In the documentary the science showed it took an hours effort burn the same amount of energy as the guy gained from one single banana!


----------



## saxondale (Nov 11, 2012)

dtlv said:


> The main reason there is hate towards SS cardio is simply the fashion of the time - HIIT is the cool thing, SS is the old fashioned thing.
> 
> Both have a place IMO and, for a variety of possible reasons, either mode of exercise may be more suited to one person more than the other.
> 
> There is no absolute that says one form of cardio is better for fat loss than the other in all people in all conditions.


The science bit

www.youtube.com/watch?v=FZ_BGhA7SK8


----------



## Dh2909 (Aug 9, 2011)

Like Lyle Mcdonald said - Old school bodybuilders got in contest shape doing only steady state cardio before HIIT came along, so to say its useless or counter productive is just nonsense. He uses a combination of HIIT and LISS in his stubborn Fat Protocol and makes good points as to why and how both work.

Such as HIIT is very good at releasing Fat from fat cell followed by steady state will prevent Fat from re-entering fat cells and prioritize it for use as fuel


----------



## Ragingagain (Sep 4, 2010)

Pretty sure a lot of pros just walk..... Did steady state myself an lost near 20kg. Whatever suits you I guess


----------



## golfgttdi (Oct 6, 2010)

UkWardy said:


> If anyone reads all of that I'll rep them..


Done, wheres my reps?? ;-)


----------



## UkWardy (Mar 30, 2014)

golfgttdi said:


> Done, wheres my reps?? ;-)


Negged, lol jk :lol:


----------



## golfgttdi (Oct 6, 2010)

Ok this will prob **** off the steady state brigade, but here goes.

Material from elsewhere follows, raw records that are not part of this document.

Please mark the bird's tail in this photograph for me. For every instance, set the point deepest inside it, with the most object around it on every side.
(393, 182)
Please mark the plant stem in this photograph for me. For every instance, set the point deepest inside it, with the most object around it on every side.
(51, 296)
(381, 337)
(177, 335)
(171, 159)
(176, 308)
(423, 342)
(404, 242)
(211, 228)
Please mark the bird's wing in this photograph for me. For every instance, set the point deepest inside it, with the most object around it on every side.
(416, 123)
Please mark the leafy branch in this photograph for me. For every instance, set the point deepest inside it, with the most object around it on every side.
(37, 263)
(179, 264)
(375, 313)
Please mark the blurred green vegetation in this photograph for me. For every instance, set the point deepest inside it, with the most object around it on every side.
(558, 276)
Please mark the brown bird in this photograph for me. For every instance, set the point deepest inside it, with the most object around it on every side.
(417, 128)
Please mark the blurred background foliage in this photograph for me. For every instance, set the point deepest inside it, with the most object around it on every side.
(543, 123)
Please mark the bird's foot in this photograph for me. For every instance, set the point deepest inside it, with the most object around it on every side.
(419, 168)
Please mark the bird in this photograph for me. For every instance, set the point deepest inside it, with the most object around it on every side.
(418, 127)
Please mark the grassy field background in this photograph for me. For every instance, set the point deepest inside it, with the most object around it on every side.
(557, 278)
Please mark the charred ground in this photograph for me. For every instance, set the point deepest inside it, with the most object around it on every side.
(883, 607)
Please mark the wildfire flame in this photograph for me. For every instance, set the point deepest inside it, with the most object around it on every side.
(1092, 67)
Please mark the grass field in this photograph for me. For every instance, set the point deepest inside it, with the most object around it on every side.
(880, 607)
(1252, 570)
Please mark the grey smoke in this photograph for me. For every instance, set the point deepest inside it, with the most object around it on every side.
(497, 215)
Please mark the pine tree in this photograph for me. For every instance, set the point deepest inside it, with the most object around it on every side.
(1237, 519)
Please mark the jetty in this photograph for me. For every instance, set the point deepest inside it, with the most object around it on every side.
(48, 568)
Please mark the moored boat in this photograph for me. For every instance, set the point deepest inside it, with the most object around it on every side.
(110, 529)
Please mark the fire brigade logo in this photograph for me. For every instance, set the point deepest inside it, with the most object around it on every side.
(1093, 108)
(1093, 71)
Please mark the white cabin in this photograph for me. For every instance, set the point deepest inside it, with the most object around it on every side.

The problem with different 'types' of exercise weather its crossfit, hit lifting, hiit cardio, sprinting or long distance endurance, is that when someone enjoys doing it, it kind of becomes 'their' method.

So whenever someone attacks it or even mildly voices a dislike towards it, its almost like they are defending a close friend lol

Some of the comments above were asking 'is this just your belief or did you spend months testing different methods and results' etc

Well the bottom line is that science is proving over and over again that steady state cardio (when taken past 30ish mins of course) is actually doing more harm than good.

(And ive provided an article below linking all the studies.)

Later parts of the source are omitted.